Amanda Ziemann est chercheuse en télédétection à Laboratoire national de Los Alamos au Nouveau-Mexique. Elle a contribué cet article à 45secondes.fr’s Voix d’experts: Op-Ed & Insights.

Être capable de détecter avec précision les changements à la surface de la Terre à l’aide de l’imagerie satellite peut aider dans tout, de recherche sur le changement climatique et de l’agriculture aux schémas de migration humaine et à la non-prolifération nucléaire. Mais jusqu’à récemment, il était impossible d’intégrer de manière flexible les images de plusieurs types de capteurs – par exemple, ceux qui montrent des changements de surface (tels que la construction de nouveaux bâtiments) par rapport à ceux qui montrent des changements de matériaux (tels que l’eau sur le sable). Maintenant, avec une nouvelle capacité algorithmique, nous pouvons – et ce faisant, nous obtenons une image plus fréquente et plus complète de ce qui se passe sur le terrain.

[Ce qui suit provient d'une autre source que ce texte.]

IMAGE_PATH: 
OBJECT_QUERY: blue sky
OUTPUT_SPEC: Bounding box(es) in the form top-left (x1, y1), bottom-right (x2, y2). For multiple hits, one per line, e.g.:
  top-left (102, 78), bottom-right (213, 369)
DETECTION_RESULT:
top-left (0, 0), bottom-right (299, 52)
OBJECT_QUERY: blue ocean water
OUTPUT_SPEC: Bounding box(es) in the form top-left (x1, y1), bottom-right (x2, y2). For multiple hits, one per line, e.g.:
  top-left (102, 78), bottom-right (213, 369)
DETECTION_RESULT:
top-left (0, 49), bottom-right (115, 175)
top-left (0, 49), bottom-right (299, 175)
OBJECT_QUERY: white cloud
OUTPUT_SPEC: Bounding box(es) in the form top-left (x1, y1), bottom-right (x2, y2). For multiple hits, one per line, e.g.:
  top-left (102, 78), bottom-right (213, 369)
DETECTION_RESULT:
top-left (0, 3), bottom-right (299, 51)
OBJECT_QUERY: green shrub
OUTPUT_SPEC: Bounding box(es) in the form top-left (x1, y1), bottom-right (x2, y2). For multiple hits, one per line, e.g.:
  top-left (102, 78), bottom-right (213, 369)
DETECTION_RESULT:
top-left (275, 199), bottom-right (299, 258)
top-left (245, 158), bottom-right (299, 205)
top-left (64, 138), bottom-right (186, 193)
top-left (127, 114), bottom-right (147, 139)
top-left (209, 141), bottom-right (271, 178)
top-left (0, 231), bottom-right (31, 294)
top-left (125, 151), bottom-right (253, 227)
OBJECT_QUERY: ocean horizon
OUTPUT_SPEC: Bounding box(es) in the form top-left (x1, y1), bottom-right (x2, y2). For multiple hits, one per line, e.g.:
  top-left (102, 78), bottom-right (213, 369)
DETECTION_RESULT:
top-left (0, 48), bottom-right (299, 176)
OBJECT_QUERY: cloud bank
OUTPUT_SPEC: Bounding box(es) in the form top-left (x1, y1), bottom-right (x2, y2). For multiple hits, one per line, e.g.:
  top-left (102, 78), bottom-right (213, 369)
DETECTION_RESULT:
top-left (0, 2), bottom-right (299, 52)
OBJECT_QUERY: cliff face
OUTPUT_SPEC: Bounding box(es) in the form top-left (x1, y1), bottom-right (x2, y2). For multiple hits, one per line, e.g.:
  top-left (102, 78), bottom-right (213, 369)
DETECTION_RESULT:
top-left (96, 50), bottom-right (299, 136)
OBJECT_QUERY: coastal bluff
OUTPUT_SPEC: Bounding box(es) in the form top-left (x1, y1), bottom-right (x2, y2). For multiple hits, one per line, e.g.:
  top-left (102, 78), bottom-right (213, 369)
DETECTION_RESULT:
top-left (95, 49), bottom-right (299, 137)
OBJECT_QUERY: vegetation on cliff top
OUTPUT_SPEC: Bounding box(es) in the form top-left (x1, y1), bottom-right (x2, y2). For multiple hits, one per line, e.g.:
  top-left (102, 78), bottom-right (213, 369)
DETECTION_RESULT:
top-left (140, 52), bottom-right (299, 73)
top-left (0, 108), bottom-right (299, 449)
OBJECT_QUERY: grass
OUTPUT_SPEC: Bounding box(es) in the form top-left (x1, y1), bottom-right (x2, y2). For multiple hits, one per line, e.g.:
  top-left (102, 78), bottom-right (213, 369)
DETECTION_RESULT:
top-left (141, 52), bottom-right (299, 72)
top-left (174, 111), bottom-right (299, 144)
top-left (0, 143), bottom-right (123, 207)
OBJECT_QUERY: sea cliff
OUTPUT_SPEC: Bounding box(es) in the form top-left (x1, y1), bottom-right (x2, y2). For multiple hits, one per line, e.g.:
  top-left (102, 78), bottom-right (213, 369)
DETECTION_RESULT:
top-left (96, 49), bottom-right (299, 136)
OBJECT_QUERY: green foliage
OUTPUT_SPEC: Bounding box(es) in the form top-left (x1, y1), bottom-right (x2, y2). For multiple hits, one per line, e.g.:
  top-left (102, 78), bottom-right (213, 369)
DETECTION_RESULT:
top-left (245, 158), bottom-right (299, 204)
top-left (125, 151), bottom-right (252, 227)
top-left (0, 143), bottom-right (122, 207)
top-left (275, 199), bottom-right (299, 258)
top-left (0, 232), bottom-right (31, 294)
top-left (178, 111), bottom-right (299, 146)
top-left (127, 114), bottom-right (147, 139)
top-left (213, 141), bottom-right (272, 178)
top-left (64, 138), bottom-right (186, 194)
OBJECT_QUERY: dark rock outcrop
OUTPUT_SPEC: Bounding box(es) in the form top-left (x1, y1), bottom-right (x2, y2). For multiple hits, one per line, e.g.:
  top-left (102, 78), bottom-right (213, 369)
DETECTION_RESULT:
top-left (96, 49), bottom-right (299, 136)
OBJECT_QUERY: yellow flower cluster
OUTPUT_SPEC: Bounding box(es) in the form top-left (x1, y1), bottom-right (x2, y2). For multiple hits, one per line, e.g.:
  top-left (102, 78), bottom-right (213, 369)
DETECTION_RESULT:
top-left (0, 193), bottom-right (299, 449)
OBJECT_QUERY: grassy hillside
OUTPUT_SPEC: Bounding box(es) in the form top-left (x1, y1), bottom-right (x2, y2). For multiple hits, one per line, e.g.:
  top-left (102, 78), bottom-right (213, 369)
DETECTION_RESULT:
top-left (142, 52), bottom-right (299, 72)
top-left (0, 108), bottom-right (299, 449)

Au laboratoire national de Los Alamos, nous avons développé une approche mathématique flexible pour identifier les changements dans Satellite des paires d’images collectées à partir de différentes modalités de satellite ou de types de capteurs utilisant différentes technologies de détection, permettant une analyse plus rapide et plus complète. Il est facile de supposer que toutes les images satellite sont identiques et, par conséquent, de les comparer est simple. Mais la réalité est bien différente. Des centaines de capteurs d’imagerie différents sont actuellement en orbite autour de la Terre, et presque tous prennent des photos du sol d’une manière différente des autres.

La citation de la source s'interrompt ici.